La recente legislazione sul paesaggio opera una svolta importante considerando per la prima volta il paesaggio in chiave sistemica, come una realtà complessa e nella quale anche la soggettività delle comunità residenti gioca un ruolo rilevante. Ne consegue un ruolo cruciale per aspetti quali la vitalità della società locale, la consistenza della sua rete di relazioni e il suo grado di consapevolezza nell’apprezzare il valore dei beni pubblici. Questo nuovo approccio alla progettazione del paesaggio assegna alle regioni una funzione importante sia nella fornitura di strumenti pianificatori veri e propri,  sia nel sostenere un contemporaneo cambiamento culturale diffuso e una consapevolezza del valore dei beni comuni capace di favorire nuovi e più sostenibili stili di vita. Si fa strada un concetto di “piano attivo”: non solo basato sulla verifica della coerenza delle azioni locali con una carta di vincoli o vocazioni del territorio. Ma, nessuno di questi nuovi piani avrà successo se non si innescherà un cambiamento culturale complessivo, di riscoperta e ri-appropriazione dei luoghi da parte degli abitanti. Per questo è fondamentale monitorare la risposta della società civile organizzata. I primi dati mostrano che essa manifesta sintomi di un cambiamento di mentalità ancora quantitativamente modesto ma culturalmente significativo.

 

Le risposte

 

Quale risposta offre il Piemonte nel suo complesso –imprese, politica, società civile– a questo complessa situazione?

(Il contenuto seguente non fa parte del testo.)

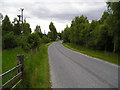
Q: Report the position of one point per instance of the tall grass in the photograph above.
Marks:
(36, 67)
(104, 55)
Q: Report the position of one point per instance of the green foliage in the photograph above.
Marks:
(9, 41)
(26, 29)
(45, 39)
(17, 28)
(37, 29)
(53, 33)
(36, 67)
(33, 40)
(103, 34)
(6, 25)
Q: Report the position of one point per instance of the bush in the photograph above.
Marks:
(9, 41)
(33, 40)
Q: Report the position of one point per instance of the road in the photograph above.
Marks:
(70, 69)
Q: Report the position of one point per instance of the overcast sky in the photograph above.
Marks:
(60, 12)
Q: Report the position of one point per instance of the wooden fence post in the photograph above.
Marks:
(20, 60)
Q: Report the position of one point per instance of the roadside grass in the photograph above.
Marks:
(103, 55)
(36, 67)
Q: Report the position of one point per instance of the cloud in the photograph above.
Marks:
(61, 12)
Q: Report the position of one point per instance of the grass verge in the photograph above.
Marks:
(106, 56)
(36, 67)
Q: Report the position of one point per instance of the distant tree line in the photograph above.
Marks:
(103, 34)
(13, 35)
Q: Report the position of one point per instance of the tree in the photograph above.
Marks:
(38, 31)
(53, 32)
(113, 9)
(6, 25)
(16, 27)
(26, 29)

1. Innanzitutto va sottolineato il dinamismo di alcune realtà imprenditoriali, per esempio nel campo manifatturiero o commerciale.  I dati dell’export offrono l’immagine di una economia ancora attiva e competitiva. Ciò che si osserva sullo scenario commerciale affianca esempi di innovazione e modelli in grado di fare scuola da un lato e una diffusa incapacità di adeguarsi ai ritmi mutati della società, dall’altro. E su entrambi i lati, pesano filiere ancora troppo lunghe che penalizzano le fasce di consumo più povere.

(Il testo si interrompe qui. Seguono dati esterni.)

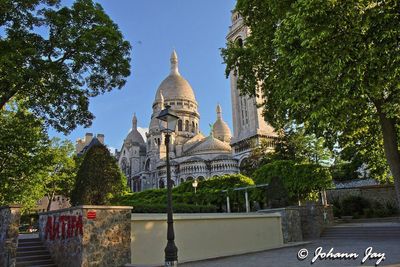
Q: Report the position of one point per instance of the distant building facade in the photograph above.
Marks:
(249, 127)
(83, 144)
(193, 155)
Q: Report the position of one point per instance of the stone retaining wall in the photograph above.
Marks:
(380, 193)
(9, 224)
(303, 222)
(87, 235)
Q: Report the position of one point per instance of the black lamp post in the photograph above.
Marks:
(168, 120)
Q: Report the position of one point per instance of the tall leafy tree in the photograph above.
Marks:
(60, 175)
(293, 144)
(99, 178)
(333, 64)
(54, 58)
(23, 157)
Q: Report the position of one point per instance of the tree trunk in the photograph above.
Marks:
(50, 201)
(5, 97)
(391, 149)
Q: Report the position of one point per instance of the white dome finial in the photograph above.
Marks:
(134, 122)
(219, 112)
(174, 63)
(161, 100)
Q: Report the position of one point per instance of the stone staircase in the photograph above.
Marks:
(363, 231)
(32, 253)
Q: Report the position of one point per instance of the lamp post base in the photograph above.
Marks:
(171, 264)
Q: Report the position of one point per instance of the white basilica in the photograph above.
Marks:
(193, 155)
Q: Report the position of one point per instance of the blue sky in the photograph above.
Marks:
(196, 29)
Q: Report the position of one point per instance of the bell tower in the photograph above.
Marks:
(249, 126)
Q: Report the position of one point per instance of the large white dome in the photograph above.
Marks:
(175, 87)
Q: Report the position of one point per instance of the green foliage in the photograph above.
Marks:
(177, 207)
(99, 178)
(297, 145)
(332, 66)
(277, 195)
(302, 181)
(228, 181)
(24, 156)
(60, 175)
(293, 144)
(208, 194)
(78, 53)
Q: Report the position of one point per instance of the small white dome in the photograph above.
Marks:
(221, 130)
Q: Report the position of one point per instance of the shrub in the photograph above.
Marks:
(178, 208)
(208, 194)
(99, 178)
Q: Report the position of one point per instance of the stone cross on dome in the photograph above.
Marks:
(174, 63)
(134, 122)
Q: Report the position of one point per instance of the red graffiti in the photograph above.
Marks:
(64, 226)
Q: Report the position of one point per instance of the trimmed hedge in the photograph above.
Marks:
(179, 208)
(208, 198)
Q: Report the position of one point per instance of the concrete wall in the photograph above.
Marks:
(87, 235)
(291, 223)
(203, 236)
(9, 223)
(314, 219)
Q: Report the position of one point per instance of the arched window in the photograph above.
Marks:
(147, 166)
(179, 125)
(187, 126)
(161, 183)
(239, 42)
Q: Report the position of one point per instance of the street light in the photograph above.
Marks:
(194, 184)
(168, 120)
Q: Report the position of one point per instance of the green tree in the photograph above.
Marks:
(54, 58)
(293, 144)
(301, 181)
(297, 145)
(23, 157)
(99, 178)
(332, 65)
(60, 175)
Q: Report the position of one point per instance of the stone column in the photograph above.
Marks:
(9, 224)
(88, 235)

2.         Le infrastrutture su cui può contare il Piemonte sono relativamente buone per quanto riguarda mobilità e ICT. Si tratta di aspetti importanti, che rispondono a obiettivi strategici indicati nel POR della Regione Piemonte (Asse 2 Innovazione, Obiettivo operativo 3: ICT nelle imprese e DPEFR 2007-2009, priorità 3: accessibilità). Ma le reti, da sole, non bastano a modernizzare una società ed occorrono comportamenti adeguati da parte degli utenti. Qui, nel campo ICT, si registra un certo ritardo sul lato dei cittadini e delle amministrazioni pubbliche mentre le notizie sono relativamente buone sul lato delle imprese. Nel campo della mobilità i risultati ottenuti nella riduzione dell’incidentalità, mostrano che i cittadini sono disponibili a mutare stili di comportamento, di fronte a politiche adeguate, anche in misura maggiore della media italiana.

3.         Il capitale sociale, pur con i limiti che sono stati segnalati, rimane una risorsa importante del Piemonte, ancora capace di dare segnali pro-attivi. E’ significativo il buon livello di fiducia verso le amministrazioni locali , evidenziato per esempio dalla scelta del comune come beneficiario del 5 x 1000 (il Piemonte è la quarta regione in Italia come percentuale di contribuenti, la seconda di quelle grandi). Anche la risposta in relazione alla tante trasformazioni che attraversano il territorio è buona: l’esperienza degli osservatori del paesaggio, per quanto limitata nelle dimensioni, è il sintomo di un Piemonte non rassegnato alla “sindrome di nimby” (anche questo un dato importante in relazione agli obiettivi del POR, asse 3, riqualificazione del territorio). Anche gli ottimi risultati nella raccolta differenziata (Piemonte quarta regione in Italia, con una forte accelerazione negli ultimi anni) segnalano non solo cittadinanza responsabile e amministrazione attiva, ma soprattutto un buon rapporto fra le due. Da sottolineare infine il giudizio positivo sui servizi pubblici, che rimane elevato, anzi si accentua in molti casi, a conferma di una società la cui interpretazione non si adatta allo stereotipo dell’anti-politica.